AUGUSTA — Central Maine Medical Center will continue to receive trauma patient transfers from area hospitals who do not require neurosurgery services, as recommended by the Maine EMS Trauma Advisory Committee on Tuesday.

The committee additionally directed a subcommittee to review the Maine EMS Trauma System Plan and suggest revisions.

The recommendation, which was narrowly approved by a 10-9 vote, was counter to the recommendation of a subcommittee that met last week. It encouraged the Trauma Advisory Committee to discontinue all trauma patient transfers from area hospitals to CMMC in Lewiston.

The subcommittee and Trauma Advisory Committee agreed that the trauma systems plan needed revision.

Officials from Central Maine Healthcare, the parent company of CMMC, hailed the recommendation.

“Now more than ever, as hospitals statewide grapple with capacity constraints, it’s vital that patients receive appropriate and timely trauma care services unburdened by unnecessary additional travel,” said Dr. Steven Littleson, president and CEO of Central Maine Healthcare. “Today’s vote affirms that the experience and expertise of our trauma care team are integral to a robust statewide trauma system.”


Earlier in December, officials from Central Maine Medical Center announced the hospital is ending its neurosurgical trauma program, one of just three in the state. Central Maine Medical Group President Dr. Jason Krupp previously cited the hospital’s inability to hire neurosurgeons as the primary reason.

The other two hospitals with neurosurgical trauma programs are Maine Medical Center in Portland and Eastern Maine Medical Center in Bangor.

Neurosurgical trauma care encompasses brain injuries, spinal cord injuries, skull and spinal fractures, brain bleeds and other conditions.

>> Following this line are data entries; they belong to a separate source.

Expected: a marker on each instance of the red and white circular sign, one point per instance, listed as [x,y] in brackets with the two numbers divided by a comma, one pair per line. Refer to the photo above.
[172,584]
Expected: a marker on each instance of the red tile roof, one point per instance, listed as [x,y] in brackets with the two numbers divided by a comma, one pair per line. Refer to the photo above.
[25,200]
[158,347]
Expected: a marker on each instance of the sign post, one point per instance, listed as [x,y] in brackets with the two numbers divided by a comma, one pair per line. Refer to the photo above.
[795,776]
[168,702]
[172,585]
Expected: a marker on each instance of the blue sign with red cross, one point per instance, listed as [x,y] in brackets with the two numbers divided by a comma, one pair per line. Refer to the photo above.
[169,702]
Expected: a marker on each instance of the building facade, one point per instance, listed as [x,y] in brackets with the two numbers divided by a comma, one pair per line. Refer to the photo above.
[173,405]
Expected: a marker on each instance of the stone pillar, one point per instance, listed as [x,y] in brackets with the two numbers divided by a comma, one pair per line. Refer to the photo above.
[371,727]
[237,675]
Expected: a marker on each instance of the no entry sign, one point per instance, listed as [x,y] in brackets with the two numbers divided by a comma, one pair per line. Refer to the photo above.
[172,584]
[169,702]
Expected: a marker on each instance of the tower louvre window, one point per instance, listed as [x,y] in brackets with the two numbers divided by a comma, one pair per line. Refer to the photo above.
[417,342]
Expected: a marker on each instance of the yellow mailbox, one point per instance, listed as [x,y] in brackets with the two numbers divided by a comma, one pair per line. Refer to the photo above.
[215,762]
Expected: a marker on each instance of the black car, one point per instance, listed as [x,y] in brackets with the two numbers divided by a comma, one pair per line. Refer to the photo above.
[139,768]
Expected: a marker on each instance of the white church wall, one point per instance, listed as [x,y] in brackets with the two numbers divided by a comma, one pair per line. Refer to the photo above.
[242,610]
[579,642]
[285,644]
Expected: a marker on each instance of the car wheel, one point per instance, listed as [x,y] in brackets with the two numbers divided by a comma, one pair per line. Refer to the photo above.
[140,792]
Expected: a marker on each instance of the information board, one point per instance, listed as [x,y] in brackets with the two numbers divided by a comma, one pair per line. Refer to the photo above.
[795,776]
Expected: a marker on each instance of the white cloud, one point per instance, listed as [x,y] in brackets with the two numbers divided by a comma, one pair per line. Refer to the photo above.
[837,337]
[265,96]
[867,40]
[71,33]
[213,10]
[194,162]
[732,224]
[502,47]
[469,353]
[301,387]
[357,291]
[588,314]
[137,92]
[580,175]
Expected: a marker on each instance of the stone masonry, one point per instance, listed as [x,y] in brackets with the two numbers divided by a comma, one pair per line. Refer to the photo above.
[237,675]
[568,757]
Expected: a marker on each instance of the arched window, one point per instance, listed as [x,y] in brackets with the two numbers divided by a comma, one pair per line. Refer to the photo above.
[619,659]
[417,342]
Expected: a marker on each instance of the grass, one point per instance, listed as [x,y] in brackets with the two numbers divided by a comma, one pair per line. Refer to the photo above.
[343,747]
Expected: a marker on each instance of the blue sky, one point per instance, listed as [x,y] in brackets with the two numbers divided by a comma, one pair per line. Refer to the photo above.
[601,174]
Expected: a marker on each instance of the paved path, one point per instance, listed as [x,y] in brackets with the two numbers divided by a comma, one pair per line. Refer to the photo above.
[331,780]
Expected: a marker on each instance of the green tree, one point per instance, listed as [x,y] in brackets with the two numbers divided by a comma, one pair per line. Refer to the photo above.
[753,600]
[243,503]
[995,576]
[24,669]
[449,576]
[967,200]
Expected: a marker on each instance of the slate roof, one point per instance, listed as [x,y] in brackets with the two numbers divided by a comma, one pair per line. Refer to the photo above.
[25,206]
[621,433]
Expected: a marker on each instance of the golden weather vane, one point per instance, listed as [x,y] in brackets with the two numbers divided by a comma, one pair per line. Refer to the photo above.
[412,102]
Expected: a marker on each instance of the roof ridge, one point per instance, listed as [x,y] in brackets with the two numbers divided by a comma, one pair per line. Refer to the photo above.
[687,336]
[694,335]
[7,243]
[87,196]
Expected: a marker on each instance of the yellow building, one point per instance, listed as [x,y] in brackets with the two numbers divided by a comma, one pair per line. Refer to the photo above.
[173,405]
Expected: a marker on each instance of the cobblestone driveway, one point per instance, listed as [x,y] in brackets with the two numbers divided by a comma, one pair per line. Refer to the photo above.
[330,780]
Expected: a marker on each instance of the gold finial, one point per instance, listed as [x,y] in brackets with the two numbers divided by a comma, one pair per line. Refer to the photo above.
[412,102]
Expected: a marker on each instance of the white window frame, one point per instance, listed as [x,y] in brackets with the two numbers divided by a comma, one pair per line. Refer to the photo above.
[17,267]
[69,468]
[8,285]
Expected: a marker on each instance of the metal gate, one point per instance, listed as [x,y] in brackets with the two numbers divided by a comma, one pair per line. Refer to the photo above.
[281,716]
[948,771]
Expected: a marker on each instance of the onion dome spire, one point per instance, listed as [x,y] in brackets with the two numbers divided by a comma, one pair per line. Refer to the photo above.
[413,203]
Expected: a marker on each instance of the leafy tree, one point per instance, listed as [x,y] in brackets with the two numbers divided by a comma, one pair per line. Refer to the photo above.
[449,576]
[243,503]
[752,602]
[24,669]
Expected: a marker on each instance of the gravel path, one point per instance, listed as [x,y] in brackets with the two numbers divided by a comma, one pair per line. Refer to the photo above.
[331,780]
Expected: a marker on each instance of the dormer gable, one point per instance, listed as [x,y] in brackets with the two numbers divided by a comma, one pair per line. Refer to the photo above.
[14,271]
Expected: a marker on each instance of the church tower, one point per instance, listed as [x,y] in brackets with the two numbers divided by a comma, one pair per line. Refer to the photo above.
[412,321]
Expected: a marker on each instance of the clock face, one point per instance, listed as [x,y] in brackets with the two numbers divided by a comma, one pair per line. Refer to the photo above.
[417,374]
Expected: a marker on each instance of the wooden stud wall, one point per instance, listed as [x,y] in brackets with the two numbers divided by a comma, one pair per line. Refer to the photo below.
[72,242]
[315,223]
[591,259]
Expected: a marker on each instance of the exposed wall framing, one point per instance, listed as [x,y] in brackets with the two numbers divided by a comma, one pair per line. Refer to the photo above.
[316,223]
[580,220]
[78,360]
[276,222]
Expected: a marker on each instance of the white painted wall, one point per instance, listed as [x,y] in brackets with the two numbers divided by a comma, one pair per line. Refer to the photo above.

At the Tuesday meeting, state EMS Director Dr. Sam Hurley cautioned the committee against explicit language which bars transport between hospitals. Such a directive may pose liability concerns for hospitals under the federal Emergency Medical Treatment and Labor Act, which states that hospitals with specialized capabilities must accept transfers from hospitals which do not have the ability to treat patients with unstable emergency medical conditions.

Although CMMC is closing its neurosurgical trauma program, it continues to maintain its general and orthopedic trauma programs.

Hurley said the committee could instead strongly discourage trauma patient transfers to hospitals without neurosurgical trauma services, like CMMC.


Several members of the committee, including Dr. Richard King, a general trauma surgeon at CMMC, expressed concerns that barring all trauma patient transfers was unnecessary and could pose problems for smaller hospitals.

“We still have capacity problems in Maine,” King said, “therefore, I think it behooves everyone on the part of the people in the state to continue to provide robust trauma care at centers that are capable of doing it,” including CMMC.

Chris Costello, a registered nurse from Mount Desert Island Hospital representing the Maine Hospital Association, agreed with King and others who expressed concerns for hospital capacity.

“We are keeping people that we would normally not keep,” she said. “There is definitely a capacity issue where we are having to sit on people for days where we never, ever would ever keep previously.” From a small hospital point of view, she said she is not comfortable limiting the facilities where patients can be transferred.

In a conversation following the meeting, Rick Petrie, Trauma Advisory Committee chairman and chief operations officer for Northeast Mobile Health, said he believes that hospital is capable of providing adequate trauma care for patients who do not require neurosurgical services.

“The reality of it is, when you have a trauma patient, time is everything,” he said. “I’m not talking about someone who has a sprained ankle. I’m talking about the motor vehicle accident where someone is critically ill, or the fall, or the shooting, or the stabbing, something like that where someone is critically injured. The management of the trauma patient is a very complex process, and those patients really need to be cared for by not only physicians, but a team of people at the hospital that know how and have experience with managing those patients.


“They have the resources to care for the patients, other than the neuromeds,” he added.

However, many members did not approve of the Trauma Advisory Committee’s recommendation. Dr. Matthew Sholl, the Maine EMS medical director, said he was concerned that the recommendation did not specify how area hospitals should determine which patients require a neurosurgical consult on hand and those who do not.

A subcommittee will also review the Maine EMS Trauma System Plan and recommend revisions which reflect changes in Maine’s health care system since the document was written in 1996.

Committee members have previously expressed concerns that the plan does not account for the severe strain health care providers face during the COVID-19 pandemic, nor does it address level three trauma certified hospitals.

CMMC is certified as a level two trauma center by the American College of Surgeons, however it will soon be changed to level three to reflect the loss of its neurosurgical trauma program. The American College of Surgeons certifies trauma centers on a scale of one to three, from the highest level of trauma coverage to the lowest. A level two certification, which EMMC also has, requires neurosurgical coverage. Maine Medical Center is a level one trauma center.